# PALESTINE /// Are we Questioning the Essence of Problems?

Published

3d reconstitution of Israeli intelligence data from The Gatekeepers (2012)

I recently watched the documentary The Gatekeepers by Dror Moreh (2012), which gathers six former heads of the Shin Bet, Israel’s domestic secret service agency in a sort of reconstitution of Israel’s military operations in the West Bank and Gaza since 1967. Remarkably enough, the six of them are extremely critical of the policies they had to implement as they evidently constitute punctual tactics rather than long term strategies. The interesting twisting moment in this regard since to be Yitzhak Rabin’s assassination in 1995 when it became clear that an important part of Israelis were not open to any form of compromise vis a vis the Zionist colonialist dream.

However satisfactory and probably helpful it is to listen to those six gentlemen who embodied one of the most powerful position in the realms of Israeli military operations from 1980 to 2011 (only one director is missing in the film within this period), it is actually tragic to observe that such opinions from them come after their retirement or worse, that they do not have any impact on the government’s policy when they were in office. From here, what seems to be a hopeful message of mind evolution can be interpreted, in the contrary, as a tragic perpetuation of an unacceptable situation regardless of the protagonists’ opinion on it.

Interpreting the problem based on opinions, polls, compromises, efforts etc.  as it is usually considered (especially in Europe where people keeps considering this conflict in a very strict symmetry) might therefore be the wrong way to look at things. Similarly, getting indignation from videos or news of IDF soldiers punching a Western activist or a Palestinian kid being beaten up by some Israeli bullies in East Jerusalem and other various unjust punctual events is simply not enough as this same indignation did not nothing to change the status quo of the last forty-five years. What we need to understand and act upon is the system that makes those events possible if not encouraged.

The film The Gatekeepers, however useful it might be, fails to address this problem. Images from the West Bank and Gaza are too much sourced by television and drones to understand what is the essence of the problem even if it less “spectacular” than the targeted assassinations in Gaza. The problem is the administrative and policed organization of a people’s daily life by another materialized by a territorial occupation and control.  Everything that does not primarily questions this situation is only a decoy not to address it. The United States are currently experiencing a similar situation when they wonder if it is ethical to drone assassinate a US Citizen abroad who “represents a threat to the country’s security”, some other people wonder about what we politely call “collateral damages”. The only question that matters here is how is possible that a country can conduct long distance humanless targeted attacks in another country on people who do not receive any form of trial?

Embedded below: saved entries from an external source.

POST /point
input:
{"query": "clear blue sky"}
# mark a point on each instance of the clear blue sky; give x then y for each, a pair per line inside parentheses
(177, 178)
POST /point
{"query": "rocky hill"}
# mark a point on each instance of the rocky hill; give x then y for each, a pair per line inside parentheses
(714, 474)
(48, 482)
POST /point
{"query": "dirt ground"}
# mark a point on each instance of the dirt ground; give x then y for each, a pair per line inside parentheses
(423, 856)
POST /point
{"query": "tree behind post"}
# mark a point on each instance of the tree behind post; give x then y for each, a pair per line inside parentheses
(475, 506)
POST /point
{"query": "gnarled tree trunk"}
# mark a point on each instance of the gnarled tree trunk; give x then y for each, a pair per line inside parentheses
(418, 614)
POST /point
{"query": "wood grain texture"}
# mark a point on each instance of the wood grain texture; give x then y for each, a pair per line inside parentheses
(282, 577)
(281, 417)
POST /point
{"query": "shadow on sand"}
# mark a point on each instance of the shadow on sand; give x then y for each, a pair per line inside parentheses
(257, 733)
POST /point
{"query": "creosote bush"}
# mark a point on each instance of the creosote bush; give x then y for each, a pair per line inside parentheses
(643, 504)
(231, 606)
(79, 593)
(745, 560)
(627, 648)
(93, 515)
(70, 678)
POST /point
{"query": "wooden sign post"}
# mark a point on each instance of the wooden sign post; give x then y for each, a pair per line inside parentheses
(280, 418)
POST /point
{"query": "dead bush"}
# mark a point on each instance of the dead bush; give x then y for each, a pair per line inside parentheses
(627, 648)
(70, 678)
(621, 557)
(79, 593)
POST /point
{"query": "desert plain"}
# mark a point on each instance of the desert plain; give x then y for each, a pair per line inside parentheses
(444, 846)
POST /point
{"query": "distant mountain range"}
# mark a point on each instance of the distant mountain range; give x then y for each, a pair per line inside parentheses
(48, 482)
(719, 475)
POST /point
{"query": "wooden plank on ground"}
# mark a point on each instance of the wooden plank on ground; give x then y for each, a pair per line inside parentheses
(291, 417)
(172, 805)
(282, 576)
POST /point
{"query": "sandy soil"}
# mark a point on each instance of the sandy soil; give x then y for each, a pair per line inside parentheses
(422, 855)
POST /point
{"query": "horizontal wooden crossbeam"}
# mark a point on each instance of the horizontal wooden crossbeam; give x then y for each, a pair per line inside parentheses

There is no doubt that the authors of those crimes, whichever their rank are, from the highest members of a government to the people who “press buttons” are guilty and responsible for them; however the people who keep asking the wrong questions that do not fundamentally challenges the status-quo – and that is the case of the vast majority of liberal media in the Western world – can certainly be attributed a part of responsibility as well. That is not to say that D.Moreh’s film should be necessarily considered as such as it constitutes an important testimony of Israel’s internal contradictions, but rather that we cannot be satisfied of this kind of repentance without the actual application of justice that is the only way to “make the political situation better” (quote from the movie) for all.